Enhanced asphalt dynamic modulus prediction: A detailed analysis of artificial hummingbird algorithm-optimised boosted trees

Abstract

This study introduces and evaluates a novel artificial hummingbird algorithm-optimised boosted tree (AHA-boosted) model for predicting the dynamic modulus (E∗) of hot mix asphalt concrete. Using a substantial dataset from NCHRP Report-547, the model was trained and rigorously tested. Performance metrics, specifically RMSE, MAE, and R², were employed to assess the model's predictive accuracy, robustness, and generalisability. When benchmarked against well-established models like support vector machines (SVM) and gaussian process regression (GPR), the AHA-boosted model demonstrated enhanced performance.
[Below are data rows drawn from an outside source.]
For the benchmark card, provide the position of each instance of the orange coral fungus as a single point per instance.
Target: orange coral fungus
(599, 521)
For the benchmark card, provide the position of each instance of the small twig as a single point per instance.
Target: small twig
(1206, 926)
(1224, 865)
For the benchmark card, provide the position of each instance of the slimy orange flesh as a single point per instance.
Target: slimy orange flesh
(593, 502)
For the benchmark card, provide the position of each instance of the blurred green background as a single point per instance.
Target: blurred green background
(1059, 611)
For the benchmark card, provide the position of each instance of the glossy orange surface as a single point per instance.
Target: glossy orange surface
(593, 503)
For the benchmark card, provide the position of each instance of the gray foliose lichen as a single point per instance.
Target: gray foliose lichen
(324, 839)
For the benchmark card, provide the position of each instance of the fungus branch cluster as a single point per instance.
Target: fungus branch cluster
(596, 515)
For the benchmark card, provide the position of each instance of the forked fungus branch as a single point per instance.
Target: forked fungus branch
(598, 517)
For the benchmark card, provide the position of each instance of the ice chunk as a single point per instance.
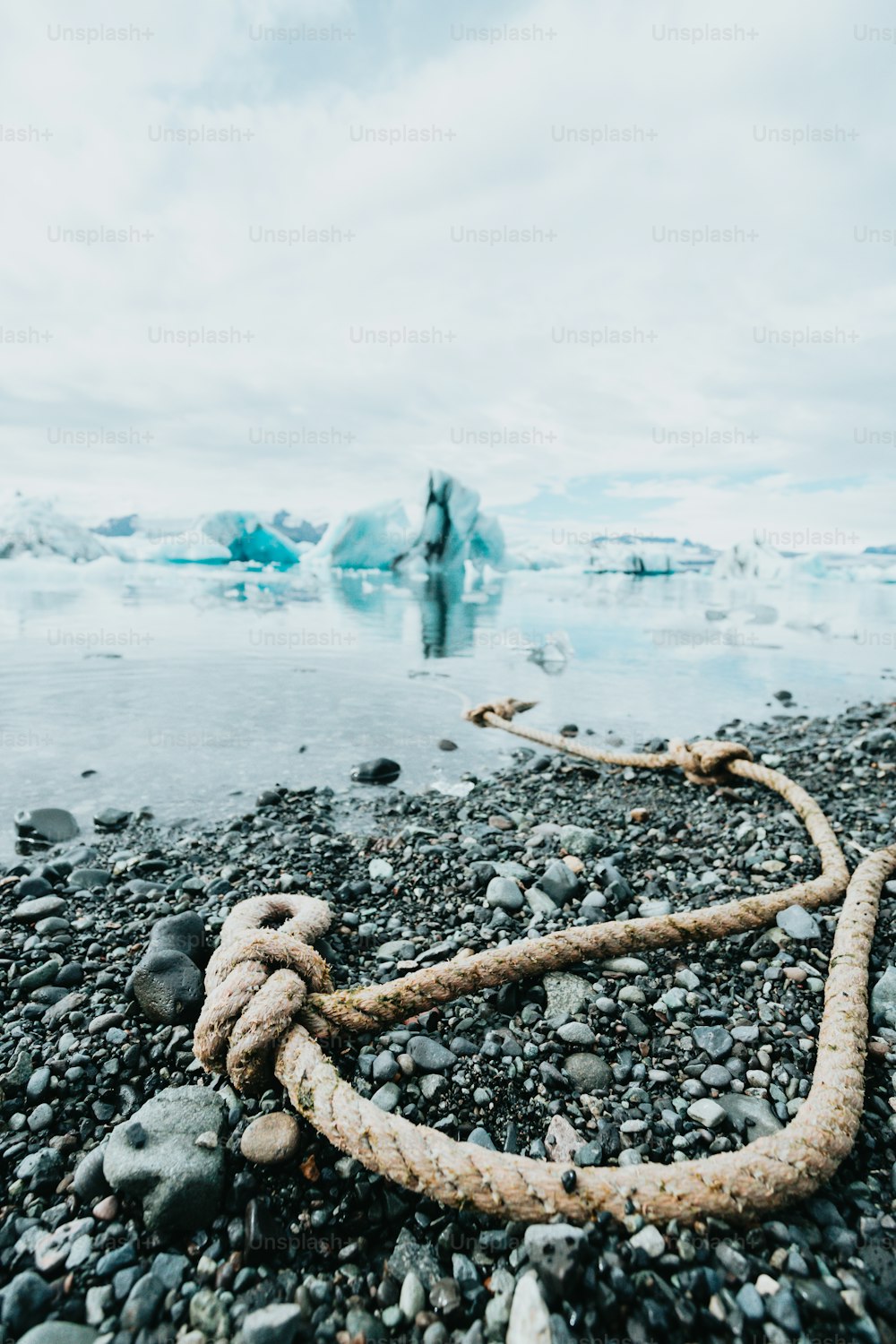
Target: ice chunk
(249, 539)
(370, 539)
(754, 559)
(34, 527)
(452, 530)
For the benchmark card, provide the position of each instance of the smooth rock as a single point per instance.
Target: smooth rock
(504, 894)
(276, 1324)
(381, 771)
(565, 994)
(554, 1250)
(589, 1073)
(271, 1139)
(155, 1158)
(715, 1040)
(50, 824)
(798, 924)
(530, 1317)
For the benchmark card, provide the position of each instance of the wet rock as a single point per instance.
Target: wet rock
(46, 824)
(156, 1158)
(565, 994)
(280, 1322)
(271, 1139)
(112, 819)
(504, 894)
(167, 981)
(381, 771)
(554, 1250)
(589, 1073)
(798, 924)
(530, 1317)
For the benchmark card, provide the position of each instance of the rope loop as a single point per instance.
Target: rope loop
(503, 709)
(257, 986)
(708, 761)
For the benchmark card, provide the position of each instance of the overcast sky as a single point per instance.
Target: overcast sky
(583, 140)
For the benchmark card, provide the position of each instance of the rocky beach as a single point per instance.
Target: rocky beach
(148, 1202)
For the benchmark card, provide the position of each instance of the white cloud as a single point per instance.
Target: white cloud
(616, 406)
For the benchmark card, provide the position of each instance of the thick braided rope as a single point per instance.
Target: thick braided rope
(761, 1176)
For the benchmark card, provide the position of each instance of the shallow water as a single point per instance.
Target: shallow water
(188, 688)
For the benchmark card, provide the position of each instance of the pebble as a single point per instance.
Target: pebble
(650, 1241)
(271, 1139)
(530, 1319)
(589, 1073)
(707, 1112)
(798, 924)
(158, 1158)
(565, 994)
(381, 771)
(48, 824)
(281, 1322)
(715, 1040)
(504, 894)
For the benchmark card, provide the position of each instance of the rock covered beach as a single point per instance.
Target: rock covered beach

It achieved R² values of 0.997 in training and 0.974 in testing, using the traditional Witczak NCHRP 1-40D model inputs. Incorporating features such as test temperature, frequency, and asphalt content led to a 1.23% increase in the test R², signifying an improvement in the model's accuracy. The study also explored feature importance and sensitivity through SHAP and permutation importance plots, highlighting binder complex modulus |G∗| as a key predictor. Although the AHA-boosted model shows promise, a slight decrease in R² from training to testing indicates a need for further validation. Overall, this study confirms the AHA-boosted model as a highly accurate and robust tool for predicting the dynamic modulus of hot mix asphalt concrete, making it a valuable asset for pavement engineering.